Set in some dystopian future in 2044, it paints a bleak portrait of young people who would rather be in the virtual world, the OASIS, rather than face an impoverished and starving planet that is reeling with the damages brought about by climate change. I found the entire concept of OASIS to be brilliant – and also slightly reminiscent of Second Life, which is also a virtual universe that is similar to multiplayer online games – except that the OASIS blows the mind away, especially given the fact that it’s practically for free.
The Founder and CEO of OASIS is an unorthodox, strange, and highly intelligent (but socially inept) man whose death caused a major upheaval to the online community. Without any descendants, James Halliday bequeathed his entire company worth gazillions of dollars to anyone who would be able to find his “golden egg” buried amidst geeky riddles and multiple games-within-games.

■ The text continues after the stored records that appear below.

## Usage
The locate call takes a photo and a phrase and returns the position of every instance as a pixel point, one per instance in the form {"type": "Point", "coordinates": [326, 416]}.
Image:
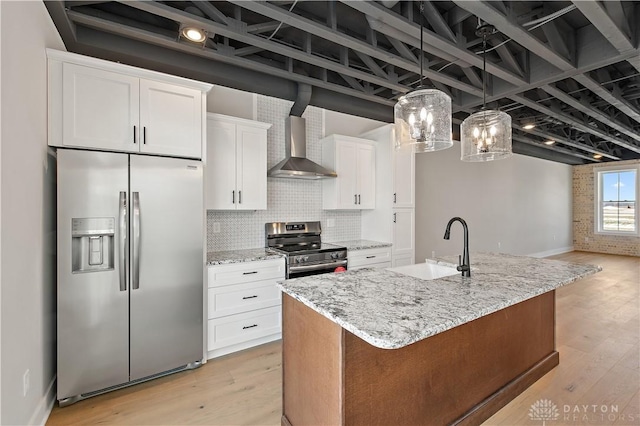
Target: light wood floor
{"type": "Point", "coordinates": [598, 333]}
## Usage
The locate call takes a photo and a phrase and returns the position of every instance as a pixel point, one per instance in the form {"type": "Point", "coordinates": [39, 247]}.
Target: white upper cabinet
{"type": "Point", "coordinates": [353, 159]}
{"type": "Point", "coordinates": [99, 108]}
{"type": "Point", "coordinates": [236, 170]}
{"type": "Point", "coordinates": [171, 119]}
{"type": "Point", "coordinates": [393, 219]}
{"type": "Point", "coordinates": [404, 165]}
{"type": "Point", "coordinates": [98, 104]}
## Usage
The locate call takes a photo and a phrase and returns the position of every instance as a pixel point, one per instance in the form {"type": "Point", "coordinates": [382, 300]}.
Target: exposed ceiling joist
{"type": "Point", "coordinates": [590, 111]}
{"type": "Point", "coordinates": [574, 122]}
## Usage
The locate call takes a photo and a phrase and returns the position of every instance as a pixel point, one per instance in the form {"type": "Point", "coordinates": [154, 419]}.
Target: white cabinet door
{"type": "Point", "coordinates": [236, 172]}
{"type": "Point", "coordinates": [171, 119]}
{"type": "Point", "coordinates": [366, 164]}
{"type": "Point", "coordinates": [346, 168]}
{"type": "Point", "coordinates": [99, 109]}
{"type": "Point", "coordinates": [220, 171]}
{"type": "Point", "coordinates": [354, 161]}
{"type": "Point", "coordinates": [403, 179]}
{"type": "Point", "coordinates": [403, 232]}
{"type": "Point", "coordinates": [251, 181]}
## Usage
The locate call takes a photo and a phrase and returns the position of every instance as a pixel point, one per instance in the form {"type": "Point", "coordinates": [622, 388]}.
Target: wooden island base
{"type": "Point", "coordinates": [460, 376]}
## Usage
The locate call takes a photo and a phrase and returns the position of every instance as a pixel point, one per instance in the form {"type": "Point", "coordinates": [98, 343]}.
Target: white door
{"type": "Point", "coordinates": [366, 164]}
{"type": "Point", "coordinates": [220, 173]}
{"type": "Point", "coordinates": [403, 179]}
{"type": "Point", "coordinates": [403, 232]}
{"type": "Point", "coordinates": [99, 109]}
{"type": "Point", "coordinates": [170, 117]}
{"type": "Point", "coordinates": [251, 177]}
{"type": "Point", "coordinates": [346, 168]}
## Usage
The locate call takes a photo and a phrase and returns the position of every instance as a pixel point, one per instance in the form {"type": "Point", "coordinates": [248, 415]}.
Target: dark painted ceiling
{"type": "Point", "coordinates": [573, 68]}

So… the love angle. Right. On to our reading theme. Wade is one of the many hopeful egg-hunters out there – shortened to ‘gunters.’ He stumbled upon the first clue which stumped an entire corporation determined to establish control of this international behemoth of an industry by finding Halliday’s egg themselves. However, it was Parzival and Art3mis who were smart enough to figure out Halliday’s breadcrumbs. Naturally, a romance would ensue, albeit virtually. Truth be told, I found the virtual love affair entertaining. I like the self-deprecating voice of the narrator, notwithstanding the occasional false bravado.

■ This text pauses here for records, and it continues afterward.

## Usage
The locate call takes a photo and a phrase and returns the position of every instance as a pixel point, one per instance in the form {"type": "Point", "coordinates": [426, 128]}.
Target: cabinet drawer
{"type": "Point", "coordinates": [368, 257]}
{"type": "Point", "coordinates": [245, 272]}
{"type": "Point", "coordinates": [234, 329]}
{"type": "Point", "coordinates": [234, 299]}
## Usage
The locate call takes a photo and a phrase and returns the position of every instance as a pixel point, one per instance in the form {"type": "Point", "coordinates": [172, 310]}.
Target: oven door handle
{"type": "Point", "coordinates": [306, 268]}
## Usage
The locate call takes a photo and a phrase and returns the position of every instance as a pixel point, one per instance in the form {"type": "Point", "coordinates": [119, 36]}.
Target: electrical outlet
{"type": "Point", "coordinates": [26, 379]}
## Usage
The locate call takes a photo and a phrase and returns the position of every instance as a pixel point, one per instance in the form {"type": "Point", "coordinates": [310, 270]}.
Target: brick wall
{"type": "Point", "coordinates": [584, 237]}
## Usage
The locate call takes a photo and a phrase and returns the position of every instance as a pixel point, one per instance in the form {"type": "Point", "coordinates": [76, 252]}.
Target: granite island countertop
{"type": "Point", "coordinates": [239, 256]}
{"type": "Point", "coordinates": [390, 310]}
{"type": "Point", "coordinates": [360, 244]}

I have to concede that there may be so many allusions or references that I may have missed completely – I am a Dungeons and Dragons virgin – the cost of playing that game while I was growing up seemed prohibitive, and its rules known only to a select few; and I am not really what one would call a video game player, I barely know the reason why not to get cheap elo boosting. Yet, it is to Cline’s credit that I remained as absorbed as I was with the whole story, as I cheered the High Five on, and hoped that they would triumph over the faceless machinery intent on privatizing the Oasis. This is a gripping and fast-paced novel that proved to be a guilty pleasure for me during the last few days of 2017. And no, you don’t have to play video games or be a geek to appreciate it.